Richard Gibson was a successful portrait miniaturist, and the King’s Limner to Charles II during the year 1672. Here we see a fine example of his work, unique in its unfinished nature, but recognisable for its style, and placed within a tradition of family portraits by the artist. To contemporaries, the artist was known as ‘Gibson the Dwarf’, and stood at 3ft10in. Throughout his career he became associated with other well-known artists, and significant families in England.

One possibility for the sitter in this portrait is Michael Rosse (d. circa 1735), who married Richard Gibson’s daughter, the artist Susannah-Penelope Rosse, around the suggested date of this drawing. Given the provenance for this drawing, the family connection and the geographical closeness of artist and sitter, this seems to be a theory worth pursuing.

Rosse likely married Susannah-Penelope in the late 1660s or early 1670s. The couple possibly moved in with Rosse’s parents, occupying Samuel Cooper's former house on Henrietta Street, Covent Garden, which the senior Rosses had occupied since 1673 and later to Long Acre, a stone’s throw away, from 1676-7, before settling once again on the south side of Henrietta Street. Like the Rosses, the Gibsons lived in fashionable Covent Garden – initially on Long Acre and later also in Cooper’s former home on their return from Holland. The current drawing, if indeed it does show Michael Rosse, must have been made before Richard Gibson left for the Netherlands in 1677 to accompany Mary, the daughter of James II, on her marriage to William of Orange. His relationship with Mary would later allow him to remain close to the royal family, and he returned to England two years before his death, in 1688, as she ascended to the throne.

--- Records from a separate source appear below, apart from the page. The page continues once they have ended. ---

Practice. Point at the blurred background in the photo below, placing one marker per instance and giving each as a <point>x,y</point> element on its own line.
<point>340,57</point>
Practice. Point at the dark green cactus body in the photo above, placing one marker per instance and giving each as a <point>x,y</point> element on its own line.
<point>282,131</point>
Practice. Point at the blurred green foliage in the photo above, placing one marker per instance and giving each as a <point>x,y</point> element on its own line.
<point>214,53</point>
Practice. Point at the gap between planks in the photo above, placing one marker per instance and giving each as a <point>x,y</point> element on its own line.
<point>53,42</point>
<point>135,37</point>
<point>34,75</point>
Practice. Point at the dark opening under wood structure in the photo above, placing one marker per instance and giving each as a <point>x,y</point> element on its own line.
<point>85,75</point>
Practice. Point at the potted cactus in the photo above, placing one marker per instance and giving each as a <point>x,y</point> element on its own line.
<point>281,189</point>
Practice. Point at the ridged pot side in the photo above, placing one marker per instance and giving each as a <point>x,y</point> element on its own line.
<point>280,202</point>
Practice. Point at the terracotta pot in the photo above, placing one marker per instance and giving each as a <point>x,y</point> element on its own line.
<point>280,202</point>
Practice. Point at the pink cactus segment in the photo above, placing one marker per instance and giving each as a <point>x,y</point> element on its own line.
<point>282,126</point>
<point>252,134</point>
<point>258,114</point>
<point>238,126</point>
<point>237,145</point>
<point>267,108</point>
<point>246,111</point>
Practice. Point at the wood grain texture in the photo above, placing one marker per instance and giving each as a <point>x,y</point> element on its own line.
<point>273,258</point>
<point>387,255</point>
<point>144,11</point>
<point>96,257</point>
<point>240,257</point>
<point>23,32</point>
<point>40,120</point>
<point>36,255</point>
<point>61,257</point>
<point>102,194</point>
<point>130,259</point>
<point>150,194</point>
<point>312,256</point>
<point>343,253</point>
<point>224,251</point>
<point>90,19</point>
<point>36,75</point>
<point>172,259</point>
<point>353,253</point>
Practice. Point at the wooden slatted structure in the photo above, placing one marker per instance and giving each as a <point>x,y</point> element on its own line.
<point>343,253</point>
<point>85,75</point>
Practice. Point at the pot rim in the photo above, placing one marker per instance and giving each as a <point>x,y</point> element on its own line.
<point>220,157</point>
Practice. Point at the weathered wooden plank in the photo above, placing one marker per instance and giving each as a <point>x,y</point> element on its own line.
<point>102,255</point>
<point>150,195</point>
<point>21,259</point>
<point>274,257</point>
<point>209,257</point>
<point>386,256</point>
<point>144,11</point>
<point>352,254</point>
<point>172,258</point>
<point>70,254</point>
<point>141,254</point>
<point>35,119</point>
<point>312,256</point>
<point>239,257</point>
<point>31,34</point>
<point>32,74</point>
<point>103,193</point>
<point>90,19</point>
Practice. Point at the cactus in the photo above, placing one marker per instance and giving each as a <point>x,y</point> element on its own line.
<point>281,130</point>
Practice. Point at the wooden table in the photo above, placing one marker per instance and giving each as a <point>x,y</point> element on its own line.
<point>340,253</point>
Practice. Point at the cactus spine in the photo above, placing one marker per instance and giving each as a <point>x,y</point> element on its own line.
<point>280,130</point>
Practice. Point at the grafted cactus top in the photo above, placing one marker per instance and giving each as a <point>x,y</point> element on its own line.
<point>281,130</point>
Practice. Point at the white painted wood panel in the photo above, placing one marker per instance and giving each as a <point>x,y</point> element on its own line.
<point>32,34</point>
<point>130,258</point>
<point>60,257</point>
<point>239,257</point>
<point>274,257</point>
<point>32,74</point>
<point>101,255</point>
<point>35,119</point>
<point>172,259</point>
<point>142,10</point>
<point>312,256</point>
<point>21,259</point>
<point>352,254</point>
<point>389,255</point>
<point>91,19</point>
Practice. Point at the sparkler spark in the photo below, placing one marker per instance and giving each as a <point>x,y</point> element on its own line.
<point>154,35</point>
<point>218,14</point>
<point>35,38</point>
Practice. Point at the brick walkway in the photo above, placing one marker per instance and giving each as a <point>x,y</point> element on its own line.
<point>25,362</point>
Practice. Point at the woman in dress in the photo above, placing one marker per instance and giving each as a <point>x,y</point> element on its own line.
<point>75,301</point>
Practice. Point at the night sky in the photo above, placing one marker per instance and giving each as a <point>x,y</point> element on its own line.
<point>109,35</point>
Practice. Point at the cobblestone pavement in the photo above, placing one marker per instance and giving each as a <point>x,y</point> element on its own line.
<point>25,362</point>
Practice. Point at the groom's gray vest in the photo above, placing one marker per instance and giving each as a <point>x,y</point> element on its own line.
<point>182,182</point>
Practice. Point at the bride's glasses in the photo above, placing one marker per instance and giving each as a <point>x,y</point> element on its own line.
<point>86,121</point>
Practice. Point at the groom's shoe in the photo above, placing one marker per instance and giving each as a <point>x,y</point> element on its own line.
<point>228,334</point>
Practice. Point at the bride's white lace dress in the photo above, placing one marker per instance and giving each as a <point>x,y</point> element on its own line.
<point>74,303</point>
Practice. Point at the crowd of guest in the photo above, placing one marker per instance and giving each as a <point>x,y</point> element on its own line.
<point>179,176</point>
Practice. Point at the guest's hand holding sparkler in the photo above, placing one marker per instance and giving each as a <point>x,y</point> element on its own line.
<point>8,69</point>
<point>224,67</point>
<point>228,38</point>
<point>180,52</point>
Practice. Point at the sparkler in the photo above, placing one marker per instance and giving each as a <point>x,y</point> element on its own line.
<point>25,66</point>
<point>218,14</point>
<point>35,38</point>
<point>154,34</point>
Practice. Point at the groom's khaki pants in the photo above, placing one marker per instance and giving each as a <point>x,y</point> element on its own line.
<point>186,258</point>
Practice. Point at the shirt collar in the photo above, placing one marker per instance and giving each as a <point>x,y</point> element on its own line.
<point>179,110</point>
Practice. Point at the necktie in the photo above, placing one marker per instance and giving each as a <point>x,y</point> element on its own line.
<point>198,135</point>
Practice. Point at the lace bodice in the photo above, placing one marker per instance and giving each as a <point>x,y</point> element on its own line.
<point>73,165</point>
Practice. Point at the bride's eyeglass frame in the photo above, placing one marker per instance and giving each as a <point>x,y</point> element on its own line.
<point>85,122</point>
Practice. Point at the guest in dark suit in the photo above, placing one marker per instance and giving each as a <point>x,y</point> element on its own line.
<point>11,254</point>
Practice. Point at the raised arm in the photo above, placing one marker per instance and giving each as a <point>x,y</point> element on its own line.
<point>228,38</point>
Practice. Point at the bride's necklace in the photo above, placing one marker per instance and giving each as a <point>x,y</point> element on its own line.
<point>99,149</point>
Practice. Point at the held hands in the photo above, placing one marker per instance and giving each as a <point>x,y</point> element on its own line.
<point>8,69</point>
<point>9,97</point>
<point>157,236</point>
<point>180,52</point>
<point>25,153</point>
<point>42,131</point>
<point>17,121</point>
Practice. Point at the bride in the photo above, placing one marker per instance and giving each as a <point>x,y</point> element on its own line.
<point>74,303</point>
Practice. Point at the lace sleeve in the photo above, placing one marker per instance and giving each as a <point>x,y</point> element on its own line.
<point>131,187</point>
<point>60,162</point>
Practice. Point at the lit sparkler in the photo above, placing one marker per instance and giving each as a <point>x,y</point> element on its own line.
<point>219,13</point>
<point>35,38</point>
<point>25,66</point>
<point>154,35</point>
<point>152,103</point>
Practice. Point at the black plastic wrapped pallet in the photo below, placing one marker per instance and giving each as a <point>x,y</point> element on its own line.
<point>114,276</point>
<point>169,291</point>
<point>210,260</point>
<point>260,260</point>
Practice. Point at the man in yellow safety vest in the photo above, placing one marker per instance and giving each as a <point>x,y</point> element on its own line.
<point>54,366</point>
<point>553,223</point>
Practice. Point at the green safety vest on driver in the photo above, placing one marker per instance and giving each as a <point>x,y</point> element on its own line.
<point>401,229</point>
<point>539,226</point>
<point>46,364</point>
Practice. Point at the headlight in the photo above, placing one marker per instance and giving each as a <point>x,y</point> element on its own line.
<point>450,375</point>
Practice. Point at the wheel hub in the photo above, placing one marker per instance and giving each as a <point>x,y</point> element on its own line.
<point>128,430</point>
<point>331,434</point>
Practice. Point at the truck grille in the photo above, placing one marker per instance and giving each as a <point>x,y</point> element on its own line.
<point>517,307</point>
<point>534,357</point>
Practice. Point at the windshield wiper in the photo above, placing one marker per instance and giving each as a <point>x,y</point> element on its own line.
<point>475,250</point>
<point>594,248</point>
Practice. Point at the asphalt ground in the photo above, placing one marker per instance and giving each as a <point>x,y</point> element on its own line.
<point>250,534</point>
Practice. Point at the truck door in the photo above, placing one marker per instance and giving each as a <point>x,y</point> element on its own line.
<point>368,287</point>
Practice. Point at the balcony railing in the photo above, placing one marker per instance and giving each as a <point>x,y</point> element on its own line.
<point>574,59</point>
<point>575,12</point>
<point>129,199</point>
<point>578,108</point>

Michael Rosse was a jeweller who worked closely with the royal family and court – there is a suggestion that he made the bejewelled settings into which the (often very tiny) portrait miniatures painted by his wife could be set.[1] The court circles in which the couple operated are reflected in Susannah-Penelope’s extant portraits and anecdotes made by her contemporaries. Her husband’s collection of art, which was sold in 1723, contained nearly thirty of her portrait miniatures.

Given the closeness of the Gibson and Rosse families, it is no surprise that the group of drawings from which the present work survives, also included portraits of other members of both families (the collection was passed down through the Tower family, the ancestors of whom were contemporaries of and said to have been acquainted with Gibson[2]). Michael Rosse and Susannah-Penelope’s only child, a daughter named Elizabeth (known as ‘Betsy’), drawn by her grandfather Richard Gibson, was also in the group and descended from the same source. Many of the drawings in the group were clearly only intended for personal records, including the ‘dead child’, presumed to be a baby from John Hoskins Jnr.’s first marriage. Likely drawn in the 1650s, this would have been a treasured memento of the lost child. The group of drawings indicates the devoted and interconnected relationships of artists living and working in the same sphere.

[1] The latest suggestion of this conjecture has been made in Ed. T. Barber, Now You See Us; Women Artists in Britain 1520-1920, Tate Britain, London, 2024, p. 47.

[2] D. Foskett, London, 1974, Samuel Cooper, 1609-1672, p.85.